One interesting point in the Wikihow article is that the dragons in the illustrations seem to have additional small wings on their faces. An increasing number of dragons have small additional wings on their heads, though it is more common for them to have wing-like ears like this one
or wing-like flaps at the back of the head behind the ears, instead of wings on the snout.There is also a Youtube video demonstrating how to care for a frilled dragon with an eye infection:
How to cure your dragon
But, again, frilled
dragons are normal lizards, and only very distantly related to magical, winged,
midnight-blue and golden dragons like Kurmo – though the demonstration of
squirting medicine into a small creature’s mouth with a syringe is probably
transferrable.
At any rate,
Janka’s technique of sucking a little cabbage-smoothie into a straw and dribbling
ten drops of it onto Kurmo’s tongue works enough for him to revive, decide he
needs more of a meal than this, and devour three packets of frozen spinach
(without taking them out of the packet.
Apparently, ‘burtl’ is Dragonese for spinach.
By the time
Kurmo has satisfied his hunger enough to start agitating about the absence of Frau
Tossilo, Johann is starting to wonder what you actually do with a real live
dragon. Computer-game dragons offer so
many possibilities for adventure, whether you slay them, ride on them, train
them or befriend them – but what can you do with a tiny baby dragon crouching
miserably by the door, waiting until he can go home to his adoptive mother?
(Not that he’s
nearly as tiny as he was even that morning.

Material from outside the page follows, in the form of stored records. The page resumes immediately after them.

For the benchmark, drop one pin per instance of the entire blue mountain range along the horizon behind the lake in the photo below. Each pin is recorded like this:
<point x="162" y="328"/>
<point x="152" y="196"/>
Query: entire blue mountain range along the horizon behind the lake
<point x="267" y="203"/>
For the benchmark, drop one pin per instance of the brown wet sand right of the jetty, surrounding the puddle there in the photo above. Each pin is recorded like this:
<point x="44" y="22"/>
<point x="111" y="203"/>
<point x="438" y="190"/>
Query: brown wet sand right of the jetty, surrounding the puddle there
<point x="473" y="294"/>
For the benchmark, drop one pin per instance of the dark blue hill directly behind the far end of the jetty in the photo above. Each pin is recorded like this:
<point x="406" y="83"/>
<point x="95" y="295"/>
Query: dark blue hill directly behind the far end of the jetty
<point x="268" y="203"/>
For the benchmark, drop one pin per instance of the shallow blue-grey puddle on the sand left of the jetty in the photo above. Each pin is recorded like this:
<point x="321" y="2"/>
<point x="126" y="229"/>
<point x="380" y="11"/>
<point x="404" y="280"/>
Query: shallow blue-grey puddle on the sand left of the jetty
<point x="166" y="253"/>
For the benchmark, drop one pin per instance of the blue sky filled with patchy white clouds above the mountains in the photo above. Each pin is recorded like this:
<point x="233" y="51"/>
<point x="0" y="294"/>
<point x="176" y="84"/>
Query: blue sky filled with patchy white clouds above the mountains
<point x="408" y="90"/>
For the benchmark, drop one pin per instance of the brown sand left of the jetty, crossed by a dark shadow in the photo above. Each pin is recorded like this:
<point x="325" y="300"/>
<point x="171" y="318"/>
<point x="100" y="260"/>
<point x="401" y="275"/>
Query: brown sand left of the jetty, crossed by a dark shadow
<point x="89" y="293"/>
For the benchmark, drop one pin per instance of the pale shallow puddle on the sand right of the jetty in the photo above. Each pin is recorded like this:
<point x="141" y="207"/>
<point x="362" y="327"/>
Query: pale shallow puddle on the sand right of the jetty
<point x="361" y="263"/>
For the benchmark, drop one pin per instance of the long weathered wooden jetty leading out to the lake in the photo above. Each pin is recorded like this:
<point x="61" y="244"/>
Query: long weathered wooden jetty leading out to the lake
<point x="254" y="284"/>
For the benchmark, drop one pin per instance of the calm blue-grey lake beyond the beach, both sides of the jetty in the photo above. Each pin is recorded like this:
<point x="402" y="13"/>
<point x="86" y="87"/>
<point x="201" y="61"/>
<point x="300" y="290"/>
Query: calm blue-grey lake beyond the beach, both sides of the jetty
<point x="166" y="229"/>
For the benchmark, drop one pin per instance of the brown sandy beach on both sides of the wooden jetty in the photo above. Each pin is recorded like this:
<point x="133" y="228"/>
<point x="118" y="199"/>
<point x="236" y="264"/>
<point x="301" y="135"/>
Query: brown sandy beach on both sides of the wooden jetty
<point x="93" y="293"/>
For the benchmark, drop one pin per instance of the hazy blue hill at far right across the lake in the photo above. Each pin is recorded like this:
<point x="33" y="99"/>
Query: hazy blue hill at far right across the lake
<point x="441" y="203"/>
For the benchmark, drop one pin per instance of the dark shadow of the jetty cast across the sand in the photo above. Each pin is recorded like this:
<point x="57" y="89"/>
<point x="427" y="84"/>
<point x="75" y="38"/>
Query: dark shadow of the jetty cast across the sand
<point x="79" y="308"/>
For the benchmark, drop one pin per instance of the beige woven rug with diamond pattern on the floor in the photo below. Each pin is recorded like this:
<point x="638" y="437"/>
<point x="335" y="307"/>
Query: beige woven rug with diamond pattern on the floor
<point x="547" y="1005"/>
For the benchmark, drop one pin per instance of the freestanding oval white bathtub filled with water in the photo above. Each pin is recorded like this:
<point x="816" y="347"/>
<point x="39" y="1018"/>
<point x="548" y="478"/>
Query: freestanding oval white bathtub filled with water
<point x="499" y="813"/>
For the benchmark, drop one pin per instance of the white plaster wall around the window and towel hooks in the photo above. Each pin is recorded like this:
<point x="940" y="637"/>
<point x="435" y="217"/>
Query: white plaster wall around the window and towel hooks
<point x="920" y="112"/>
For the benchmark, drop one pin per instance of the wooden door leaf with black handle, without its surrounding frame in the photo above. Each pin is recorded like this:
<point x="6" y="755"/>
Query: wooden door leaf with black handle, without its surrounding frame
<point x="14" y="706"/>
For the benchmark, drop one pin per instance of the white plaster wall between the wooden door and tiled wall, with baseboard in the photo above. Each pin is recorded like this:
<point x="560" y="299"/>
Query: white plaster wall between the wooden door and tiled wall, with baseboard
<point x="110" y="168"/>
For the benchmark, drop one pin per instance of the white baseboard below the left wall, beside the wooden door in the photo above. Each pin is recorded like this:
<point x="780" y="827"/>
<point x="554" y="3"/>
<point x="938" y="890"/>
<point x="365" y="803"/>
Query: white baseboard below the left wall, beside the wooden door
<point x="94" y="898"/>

By the time Frau Tossilo comes to collect him, he no longer fits into
any of her thirty-three handbags, or even into Janka’s rucksack, and they have
to use the Pink Prince to smuggle him back down to Frau Tossilo’s flat.)
Well, one thing
he can do is name the dragon. But, in addition
to this, and giving him a chance to practise flying, they have time to have a
conversation with Kurmo, and discover that he is far more than the simple baby he
seems to be who keeps asking for ‘burtl’ and ‘krux’, but a being who is as old
as life itself. Nevertheless, in
baby-form he isn’t yet able to talk in complete sentences, so can only drop oblique
hints about ‘creature of renewal’ and ‘light and being together’ and ‘the great
balancing’.
Kurmo explains
that the first human a dragon sees on hatching is his Heart-Human, and the
first name by which someone calls him is his Heart-Name. What is a Heart-Name, Janka asks?
‘Digs deep
in. Takes root, develops dragon-power,
can’t ever be torn out.’
So it turns out
that Johann was right to take the business of naming quite so seriously. Conveniently, the baby dragon was asleep last
night when Frau Tossilo announced that she wanted to call him Kurtie, so, as
Johann has now addressed him as Kurmo Silfur, this is his name forever. And when Frau Tossilo tries to correct them,
the children can look the picture of innocence and say, ‘Sorry, didn’t you say Kurmo? We must have misheard…’
So, the plot is
thickening. Kurmo may be a very lovable
dragon, but he has far too much depth to be a pet, or even an ordinary
child. And this suggests that this story
isn’t likely to stay a cosy domestic comedy with dragons, but will grow more
surreal, and potentially more dangerous, as the novel and the series
develop. Just as the Last Dragon Chronicles develop from a gentle
story about a college student helping his landlady’s daughter rescue an injured
squirrel into an epic fantasy saga involving evil sibyls, shapeshifting shamans
and aliens; and How to Train Your Dragon
develops from a story of a young Viking boy having to pass his initiation test
by capturing and training a baby dragon, into the story of the now slightly
older teenage boy and his friends having to end an epic war between humans and
dragons; so any kid-meets-dragon story that doesn’t end with ‘and the child grew out of wanting to play with dragons’ has to grow as its characters grow.